Remise en état de l'habitat (en cours)
  • Des passages inférieurs (grands ponceaux et clôtures de dérivation) ont été installés dans le cadre du projet d'élargissement de l'autoroute 97, au sud d'Oliver, afin de rétablir partiellement la connectivité (Crosby, 2014).
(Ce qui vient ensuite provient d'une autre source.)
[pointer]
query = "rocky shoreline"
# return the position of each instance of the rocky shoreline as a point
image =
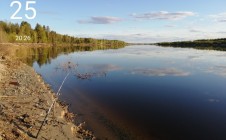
(24, 101)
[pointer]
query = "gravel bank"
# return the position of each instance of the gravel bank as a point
(24, 100)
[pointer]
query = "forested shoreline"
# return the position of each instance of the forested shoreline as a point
(207, 44)
(24, 33)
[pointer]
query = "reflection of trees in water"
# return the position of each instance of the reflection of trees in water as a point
(73, 68)
(43, 55)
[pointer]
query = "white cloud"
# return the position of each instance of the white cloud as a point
(221, 17)
(160, 72)
(101, 20)
(218, 70)
(163, 15)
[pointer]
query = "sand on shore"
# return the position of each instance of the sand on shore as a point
(24, 101)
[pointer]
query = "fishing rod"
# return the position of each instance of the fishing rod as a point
(50, 108)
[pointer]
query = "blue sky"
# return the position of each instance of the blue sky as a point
(128, 20)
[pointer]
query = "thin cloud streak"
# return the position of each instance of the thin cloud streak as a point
(221, 17)
(101, 20)
(163, 15)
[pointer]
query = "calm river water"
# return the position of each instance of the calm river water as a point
(144, 92)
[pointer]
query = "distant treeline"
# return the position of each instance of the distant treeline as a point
(207, 44)
(23, 33)
(44, 55)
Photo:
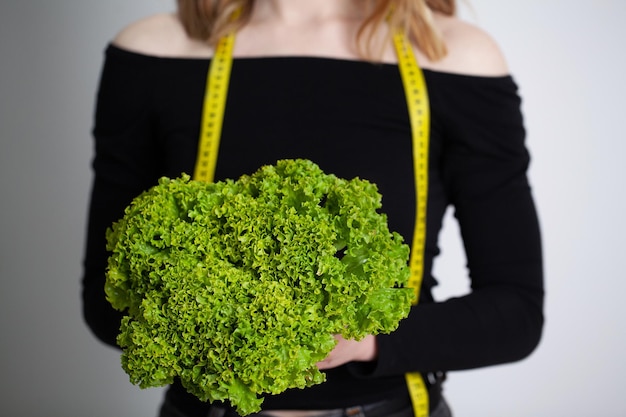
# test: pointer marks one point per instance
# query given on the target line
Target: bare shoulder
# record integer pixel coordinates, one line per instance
(160, 35)
(471, 50)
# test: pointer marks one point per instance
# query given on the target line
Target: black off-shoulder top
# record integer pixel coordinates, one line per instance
(349, 117)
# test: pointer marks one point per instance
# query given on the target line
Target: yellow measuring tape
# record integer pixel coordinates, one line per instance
(419, 115)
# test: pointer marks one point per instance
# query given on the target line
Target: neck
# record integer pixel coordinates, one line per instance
(297, 12)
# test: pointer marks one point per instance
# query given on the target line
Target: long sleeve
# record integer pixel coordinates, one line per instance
(483, 165)
(123, 167)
  • Quatorze milieux humides artificiels ont été créés pour le crapaud dans le sud de l'Okanagan; tous sauf un sont utilisés par l'espèce ciblée (Ashpole, comm. pers., 2016).
Gestion de l'espèce et des populations (en cours)
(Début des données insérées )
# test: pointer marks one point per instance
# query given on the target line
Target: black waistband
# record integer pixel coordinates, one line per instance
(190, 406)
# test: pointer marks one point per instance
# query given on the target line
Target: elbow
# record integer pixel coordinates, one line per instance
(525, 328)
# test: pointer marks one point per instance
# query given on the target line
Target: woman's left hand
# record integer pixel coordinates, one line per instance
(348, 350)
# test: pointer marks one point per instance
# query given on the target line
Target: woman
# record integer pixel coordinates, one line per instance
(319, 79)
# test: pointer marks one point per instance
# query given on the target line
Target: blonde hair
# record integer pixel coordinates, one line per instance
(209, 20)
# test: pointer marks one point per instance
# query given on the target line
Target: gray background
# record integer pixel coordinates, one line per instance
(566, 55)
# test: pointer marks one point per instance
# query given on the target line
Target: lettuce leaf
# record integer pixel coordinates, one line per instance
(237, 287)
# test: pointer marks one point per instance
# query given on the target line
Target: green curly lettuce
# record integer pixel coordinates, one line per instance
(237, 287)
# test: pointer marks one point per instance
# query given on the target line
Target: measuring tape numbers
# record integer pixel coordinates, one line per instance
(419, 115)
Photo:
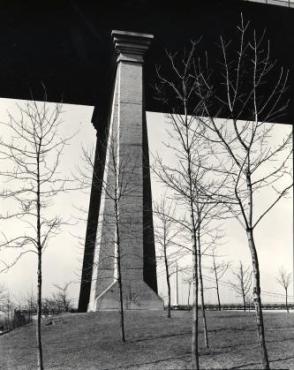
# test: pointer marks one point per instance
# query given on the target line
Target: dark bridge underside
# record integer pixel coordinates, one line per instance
(66, 44)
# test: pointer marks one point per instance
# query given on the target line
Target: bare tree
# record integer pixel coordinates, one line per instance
(166, 234)
(218, 269)
(284, 280)
(249, 86)
(242, 287)
(187, 178)
(33, 154)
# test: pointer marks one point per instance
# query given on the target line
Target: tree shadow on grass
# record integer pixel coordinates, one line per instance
(154, 337)
(136, 365)
(258, 363)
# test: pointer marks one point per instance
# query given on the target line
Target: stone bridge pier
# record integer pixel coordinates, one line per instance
(126, 172)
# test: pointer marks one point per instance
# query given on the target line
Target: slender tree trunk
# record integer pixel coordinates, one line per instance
(168, 283)
(258, 305)
(189, 291)
(244, 302)
(243, 287)
(217, 293)
(195, 349)
(39, 313)
(119, 278)
(203, 309)
(39, 271)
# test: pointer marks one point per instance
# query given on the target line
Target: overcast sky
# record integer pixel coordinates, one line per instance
(63, 258)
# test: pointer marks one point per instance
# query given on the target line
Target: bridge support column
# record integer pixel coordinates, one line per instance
(125, 173)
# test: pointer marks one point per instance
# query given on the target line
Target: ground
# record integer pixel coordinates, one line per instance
(92, 341)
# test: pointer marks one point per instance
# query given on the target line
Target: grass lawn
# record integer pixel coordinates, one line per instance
(92, 341)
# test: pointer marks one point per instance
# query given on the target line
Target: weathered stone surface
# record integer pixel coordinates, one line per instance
(125, 148)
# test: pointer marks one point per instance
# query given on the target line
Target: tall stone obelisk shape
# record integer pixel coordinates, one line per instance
(124, 176)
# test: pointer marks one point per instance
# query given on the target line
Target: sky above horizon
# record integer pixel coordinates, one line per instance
(63, 258)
  • Des modèles du caractère convenable de l'habitat ont été élaborés pour la région de l'Okanagan et de la Similkameen (Warman et al., 1998; Sarell et al., 2002; Sarell et Haney, 2003; Haney et Sarell, 2005).
  • Des études toxicologiques ont été effectuées dans des sites de reproduction sélectionnés du sud de l'Okanagan (Ashpole, 2004; Bishop et al., 2010).
  • On a réalisé des recherches en laboratoire sur l'exposition aux pesticides (de Jong Westman, 2008).
  • Des recherches sur les déplacements et l'utilisation de l'habitat sont en cours (Oaten, 2003; Garner, 2012; Richardson et Oaten, 2013; Oaten, thèse de doctorat en cours de préparation; Hales, mémoire de maîtrise en cours de préparation).
  • On a effectué des recherches sur la sensibilité aux changements de température attribuables aux changements climatiques (O'Regan, 2013).
  • Un projet d'élimination du ouaouaron sur 7 ans s'est révélé fructueux dans le sud de l'Okanagan, et aucun ouaouaron n'a été observé depuis 2010 (Ashpole, comm. pers., 2014).
  • Des recherches sur l'efficacité des mesures contre la mortalité routière ont été effectuées au projet d'élargissement de l'autoroute 97, au sud d'Oliver (Crosby, 2014), et d'autres recherches sont en cours à Grand Forks (Tedesco, 2014) et à White Lake (Winton, comm. pers., 2015).
  • La création et le suivi de sites de reproduction artificiels expérimentaux pour les amphibiens continuent dans le sud de l'Okanagan dans le cadre du projet Ponds for Peepers Project (Ashpole, comm. pers., 2016); la construction de milieux humides artificiels est en cours dans la région de Kamloops (Ernst, comm. pers., 2015).
  • On a élaboré des pratiques exemplaires de gestion pour la sauvegarde des amphibiens et des reptiles en Colombie-Britannique (B.C. Ministry of Forests, Lands and Natural Resource Operations, 2016).
  • Le projet Alberta Lake Badger and Spadefoot Enhancement Project a été réalisé en 2007 à 2008 dans la région de Cariboo.

6.2 Tableau de planification du rétablissement

On résume au tableau 9 les mesures de rétablissement recommandées pour le crapaud du Grand Bassin.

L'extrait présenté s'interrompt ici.